Voilà! It asks for password #498. By default, it starts with 500 passwords and goes down from that. Password #498 were asked, so the next will be #497. After that, #498 is not useable anymore, and #496 is not useable yet. You can generate a list of those passwords (let’s say 10), print it and keep it in your pocket. This is the command you’d use for that:

spectra@home:~$ opiekey -n 10 498 ho6484
Using the MD5 algorithm to compute response.
Reminder: Don't use opiekey from telnet or dial-in sessions.
Sorry, but you don't seem to be on the console or a secure terminal.
Warning: Continuing could disclose your secret pass phrase to an attacker!
Enter secret pass phrase:

That is not so secure, since you can loose the paper and be doomed… Luckily there are lots of small softwares that does this generation for you. Some you can use from your Palm or from some J2ME-enabled phone (such as N95). Some your can use from another (trusted) computer. Some are even online, written in javascript!

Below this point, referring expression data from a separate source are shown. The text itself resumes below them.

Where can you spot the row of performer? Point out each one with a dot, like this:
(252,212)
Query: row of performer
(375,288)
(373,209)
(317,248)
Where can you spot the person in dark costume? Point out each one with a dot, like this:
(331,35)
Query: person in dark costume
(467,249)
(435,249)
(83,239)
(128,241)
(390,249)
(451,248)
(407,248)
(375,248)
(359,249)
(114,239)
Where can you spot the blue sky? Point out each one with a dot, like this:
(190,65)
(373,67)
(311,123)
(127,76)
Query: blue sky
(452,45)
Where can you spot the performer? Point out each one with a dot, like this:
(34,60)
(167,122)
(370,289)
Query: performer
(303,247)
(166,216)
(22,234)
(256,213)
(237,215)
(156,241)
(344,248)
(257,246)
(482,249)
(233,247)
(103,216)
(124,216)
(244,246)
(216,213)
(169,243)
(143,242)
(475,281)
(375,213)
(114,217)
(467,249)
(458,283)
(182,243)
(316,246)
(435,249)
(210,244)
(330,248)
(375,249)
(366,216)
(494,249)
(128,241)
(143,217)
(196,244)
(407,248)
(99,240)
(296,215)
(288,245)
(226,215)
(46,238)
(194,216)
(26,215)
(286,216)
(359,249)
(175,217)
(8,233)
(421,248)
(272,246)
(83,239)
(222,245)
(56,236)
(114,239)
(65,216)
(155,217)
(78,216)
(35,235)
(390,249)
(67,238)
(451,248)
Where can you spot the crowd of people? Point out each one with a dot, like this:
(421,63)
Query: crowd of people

There are at least one other side-benefit of using OPIE as above: You can give away your user password (even root password – OK, probably not a Good ThingTM), that the system would still be secure, since it only allows SSH authentications via OPIE! If the session is started with a username whose opiepasswd was not activated (first step… scroll back to the beginning of the article), SSH will greet you with a bogus challenge… only “opie-activated users” will be allowed to login with the above configuration.